What I'm objecting to is the inevitability of a sudden collapse when "the AI" decides to take over in an untimely coup. I'm proposing that there could just be a smoother, albeit rapid transition to a post-AGI world. Our institutions and laws could simply adjust to incorporate AIs into the system, rather than being obliterated by surprise once the AIs coordinate an all-out assault.
In this scenario, human influence will decline, eventually quite far. Perhaps this soon takes us all the way to the situation you described in which humans will become like stray dogs or cats in our current world: utterly at the whim of more powerful beings who do not share their desires.
However, I think that scenario is only one possibility. Another possibility is that humans could enhance their own cognition to better keep up with the world. After all, we're talking about a scenario in which AIs are rapidly advancing technology and science.

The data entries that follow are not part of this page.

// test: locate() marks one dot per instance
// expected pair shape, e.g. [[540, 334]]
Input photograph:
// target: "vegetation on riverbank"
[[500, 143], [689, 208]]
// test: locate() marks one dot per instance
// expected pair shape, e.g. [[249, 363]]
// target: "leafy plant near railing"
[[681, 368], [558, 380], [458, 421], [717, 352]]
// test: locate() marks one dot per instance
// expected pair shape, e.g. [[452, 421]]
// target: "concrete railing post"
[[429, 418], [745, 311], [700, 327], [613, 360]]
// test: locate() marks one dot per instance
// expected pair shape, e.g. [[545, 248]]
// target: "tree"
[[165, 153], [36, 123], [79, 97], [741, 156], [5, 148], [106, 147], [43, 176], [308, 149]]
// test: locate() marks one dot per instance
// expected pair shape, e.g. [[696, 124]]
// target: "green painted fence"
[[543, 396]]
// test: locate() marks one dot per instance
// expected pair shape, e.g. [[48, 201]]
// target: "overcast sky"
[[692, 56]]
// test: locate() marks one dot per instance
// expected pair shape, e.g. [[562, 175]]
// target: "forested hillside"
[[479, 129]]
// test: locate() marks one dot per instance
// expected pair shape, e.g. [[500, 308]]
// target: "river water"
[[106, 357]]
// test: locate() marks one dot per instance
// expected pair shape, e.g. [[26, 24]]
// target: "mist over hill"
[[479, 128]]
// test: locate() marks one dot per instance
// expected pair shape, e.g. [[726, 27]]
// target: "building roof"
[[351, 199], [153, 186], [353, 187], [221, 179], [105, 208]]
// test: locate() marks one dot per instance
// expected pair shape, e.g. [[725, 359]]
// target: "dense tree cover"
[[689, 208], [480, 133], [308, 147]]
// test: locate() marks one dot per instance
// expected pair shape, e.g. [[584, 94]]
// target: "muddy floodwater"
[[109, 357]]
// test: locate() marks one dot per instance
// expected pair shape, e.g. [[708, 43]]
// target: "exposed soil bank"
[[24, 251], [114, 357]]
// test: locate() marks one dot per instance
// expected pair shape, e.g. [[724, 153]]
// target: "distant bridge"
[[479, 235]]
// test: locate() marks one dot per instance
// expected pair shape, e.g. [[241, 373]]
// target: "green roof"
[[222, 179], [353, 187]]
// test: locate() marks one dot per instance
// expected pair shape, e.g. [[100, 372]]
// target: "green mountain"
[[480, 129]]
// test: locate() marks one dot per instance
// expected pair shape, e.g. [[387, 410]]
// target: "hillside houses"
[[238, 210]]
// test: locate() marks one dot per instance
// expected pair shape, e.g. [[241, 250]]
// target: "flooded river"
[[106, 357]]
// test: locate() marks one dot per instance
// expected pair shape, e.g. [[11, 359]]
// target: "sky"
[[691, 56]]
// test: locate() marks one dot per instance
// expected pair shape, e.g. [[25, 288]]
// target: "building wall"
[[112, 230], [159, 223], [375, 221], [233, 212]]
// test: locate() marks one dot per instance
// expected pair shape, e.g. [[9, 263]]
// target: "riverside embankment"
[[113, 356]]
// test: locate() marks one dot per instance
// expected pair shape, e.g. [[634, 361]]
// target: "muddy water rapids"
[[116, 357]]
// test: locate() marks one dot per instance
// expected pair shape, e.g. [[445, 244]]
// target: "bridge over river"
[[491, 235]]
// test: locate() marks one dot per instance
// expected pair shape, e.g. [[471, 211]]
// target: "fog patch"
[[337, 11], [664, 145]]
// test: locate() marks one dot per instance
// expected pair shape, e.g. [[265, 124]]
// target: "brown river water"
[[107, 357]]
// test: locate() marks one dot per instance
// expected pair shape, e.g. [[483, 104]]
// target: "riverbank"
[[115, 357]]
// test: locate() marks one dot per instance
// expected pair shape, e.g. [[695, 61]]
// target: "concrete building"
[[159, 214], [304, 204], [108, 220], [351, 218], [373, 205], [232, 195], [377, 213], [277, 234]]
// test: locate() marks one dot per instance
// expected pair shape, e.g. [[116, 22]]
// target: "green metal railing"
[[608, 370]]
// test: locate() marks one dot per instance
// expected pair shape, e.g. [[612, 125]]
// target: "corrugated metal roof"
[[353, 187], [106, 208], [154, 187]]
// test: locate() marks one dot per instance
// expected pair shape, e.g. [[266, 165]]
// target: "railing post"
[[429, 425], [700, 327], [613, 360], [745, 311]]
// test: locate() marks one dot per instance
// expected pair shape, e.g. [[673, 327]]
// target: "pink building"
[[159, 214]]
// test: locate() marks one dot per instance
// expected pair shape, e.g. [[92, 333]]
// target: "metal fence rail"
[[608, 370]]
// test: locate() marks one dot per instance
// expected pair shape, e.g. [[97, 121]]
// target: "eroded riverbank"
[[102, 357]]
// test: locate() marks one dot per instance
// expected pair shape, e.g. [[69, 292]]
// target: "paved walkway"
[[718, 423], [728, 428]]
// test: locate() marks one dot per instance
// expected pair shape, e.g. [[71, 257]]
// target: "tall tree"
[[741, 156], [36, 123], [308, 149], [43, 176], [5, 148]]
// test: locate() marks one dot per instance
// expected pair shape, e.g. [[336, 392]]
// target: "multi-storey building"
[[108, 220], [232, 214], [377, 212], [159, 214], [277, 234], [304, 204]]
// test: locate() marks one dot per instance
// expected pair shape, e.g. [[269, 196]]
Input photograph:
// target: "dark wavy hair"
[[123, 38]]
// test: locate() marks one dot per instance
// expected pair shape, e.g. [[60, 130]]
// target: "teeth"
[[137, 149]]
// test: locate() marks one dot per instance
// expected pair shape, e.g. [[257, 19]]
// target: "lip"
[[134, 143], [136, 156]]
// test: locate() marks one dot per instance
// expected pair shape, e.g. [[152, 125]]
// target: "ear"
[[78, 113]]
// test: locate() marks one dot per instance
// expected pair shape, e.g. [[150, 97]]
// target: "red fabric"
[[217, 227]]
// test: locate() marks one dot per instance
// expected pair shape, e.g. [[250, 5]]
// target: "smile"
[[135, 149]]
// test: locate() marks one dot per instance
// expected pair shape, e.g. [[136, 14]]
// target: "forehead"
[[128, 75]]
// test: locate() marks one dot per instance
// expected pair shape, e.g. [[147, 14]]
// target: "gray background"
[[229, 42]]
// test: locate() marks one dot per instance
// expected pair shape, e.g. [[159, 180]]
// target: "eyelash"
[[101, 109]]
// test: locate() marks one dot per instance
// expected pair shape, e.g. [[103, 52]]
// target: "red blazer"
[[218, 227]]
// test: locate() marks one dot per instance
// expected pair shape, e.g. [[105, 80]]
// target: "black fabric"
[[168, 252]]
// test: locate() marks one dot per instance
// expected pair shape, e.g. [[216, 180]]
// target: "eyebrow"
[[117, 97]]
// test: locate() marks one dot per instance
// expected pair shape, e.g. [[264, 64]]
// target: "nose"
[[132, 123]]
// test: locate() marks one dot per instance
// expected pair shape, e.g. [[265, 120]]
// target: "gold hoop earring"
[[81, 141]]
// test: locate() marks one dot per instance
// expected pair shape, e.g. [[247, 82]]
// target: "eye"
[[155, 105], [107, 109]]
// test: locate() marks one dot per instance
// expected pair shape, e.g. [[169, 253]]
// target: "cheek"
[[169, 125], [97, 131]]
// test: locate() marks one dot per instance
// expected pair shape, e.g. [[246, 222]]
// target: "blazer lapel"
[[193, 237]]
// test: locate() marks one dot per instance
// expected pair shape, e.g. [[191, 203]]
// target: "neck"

Could humans not share in some of that prosperity?
One more possibility is that, unlike cats and dogs, humans could continue to communicate legibly with the AIs and stay relevant for reasons of legal and cultural tradition, as well as some forms of trade. Our current institutions didn't descend from institutions constructed by stray cats and dogs. There was no stray animal civilization that we inherited our laws and traditions from. But perhaps if our institutions did originate in this way, then cats and dogs would hold a higher position in our society.